Kia makes no grand claims for the Cadenza's performance; and for those wanting a big sedan that appeals mostly on value, comfort, and style, it's not going to disappoint.
The 2014 Kia Cadenza is relatively quick and responsive for a car its size. That said, those who want something verging on a sport sedan are going to find that the Cadenza is missing some of the fine aesthetic nuance that can make a large, front-wheel-drive sedan rewarding to drive, and much of that is a matter of steering and handling.
Power is provided by a 3.3-liter V-6, making 293 horsepower and 255 pound-feet. This new-generation, all-aluminum engine is direct-injected, with dual continuous variable valve timing, a timing chain, and three-stage variable induction.
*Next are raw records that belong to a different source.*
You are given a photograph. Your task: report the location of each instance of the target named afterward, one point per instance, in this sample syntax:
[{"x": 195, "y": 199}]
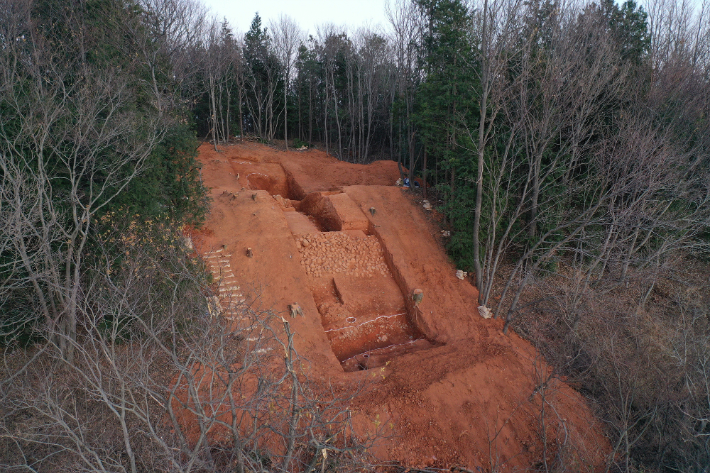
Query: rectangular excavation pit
[{"x": 362, "y": 309}]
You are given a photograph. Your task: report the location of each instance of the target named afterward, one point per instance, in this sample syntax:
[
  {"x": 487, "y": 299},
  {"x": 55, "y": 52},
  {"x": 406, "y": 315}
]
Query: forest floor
[{"x": 441, "y": 387}]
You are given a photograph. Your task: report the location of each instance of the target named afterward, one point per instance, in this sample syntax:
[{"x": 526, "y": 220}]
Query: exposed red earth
[{"x": 350, "y": 248}]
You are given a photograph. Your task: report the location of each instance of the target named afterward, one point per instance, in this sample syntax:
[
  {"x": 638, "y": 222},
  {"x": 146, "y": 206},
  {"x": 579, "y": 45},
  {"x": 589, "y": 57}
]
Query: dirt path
[{"x": 448, "y": 388}]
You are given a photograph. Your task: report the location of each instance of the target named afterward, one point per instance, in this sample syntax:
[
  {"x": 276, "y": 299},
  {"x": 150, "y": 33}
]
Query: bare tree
[
  {"x": 68, "y": 146},
  {"x": 287, "y": 37}
]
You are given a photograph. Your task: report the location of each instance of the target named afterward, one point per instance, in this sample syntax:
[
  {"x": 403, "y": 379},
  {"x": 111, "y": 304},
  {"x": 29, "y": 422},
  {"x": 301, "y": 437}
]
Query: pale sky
[{"x": 306, "y": 13}]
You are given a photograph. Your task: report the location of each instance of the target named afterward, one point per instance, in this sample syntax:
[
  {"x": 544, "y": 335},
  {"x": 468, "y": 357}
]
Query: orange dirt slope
[{"x": 350, "y": 248}]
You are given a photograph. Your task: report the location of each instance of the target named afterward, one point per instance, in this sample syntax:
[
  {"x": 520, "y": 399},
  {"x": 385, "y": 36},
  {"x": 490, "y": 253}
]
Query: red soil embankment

The Cadenza's V-6 doesn't make all that much torque at the low end of the rev band (Toyota's V-6 in the Avalon feels perkier that way), which means that stepping away from a standing start, or up a steep hill, feel a bit more sluggish than you'd guess from its power output—until the revs build, and then you rocket ahead. Meanwhile fifth and sixth gear are quite tall, so the transmission downshifts frequently on long highway grades, or when simply resuming the cruise control from small drops in speed.
There's no sport mode for the powertrain or the stability control. There are however steering-wheel paddle-shifters, plus a manual gate, that let you manually command the gears.
Push the Cadenza (about 3,800 pounds as we tested it) hard into a corner, and you'll realize quickly that this is no sport sedan; the body control is better than some other large sedans, but it has neither the steering feel nor the transition chops to satisfy enthusiasts. Whether in steering feel, body control, or general responsiveness, this is a car that feels athletic enough on the twisty sections, provided you're not truly expecting to extract the most out of curvy canyon roads or hustling on country back roads. Brakes feel surprisingly strong and confident, however.
Steering feel is on the light side, and while it loads up enough off center to be helpful, there's very little, if any, feel of the road. It also requires more attention and small adjustments than it should at highway cruising speeds; although it adds up to great maneuverability at parking speeds.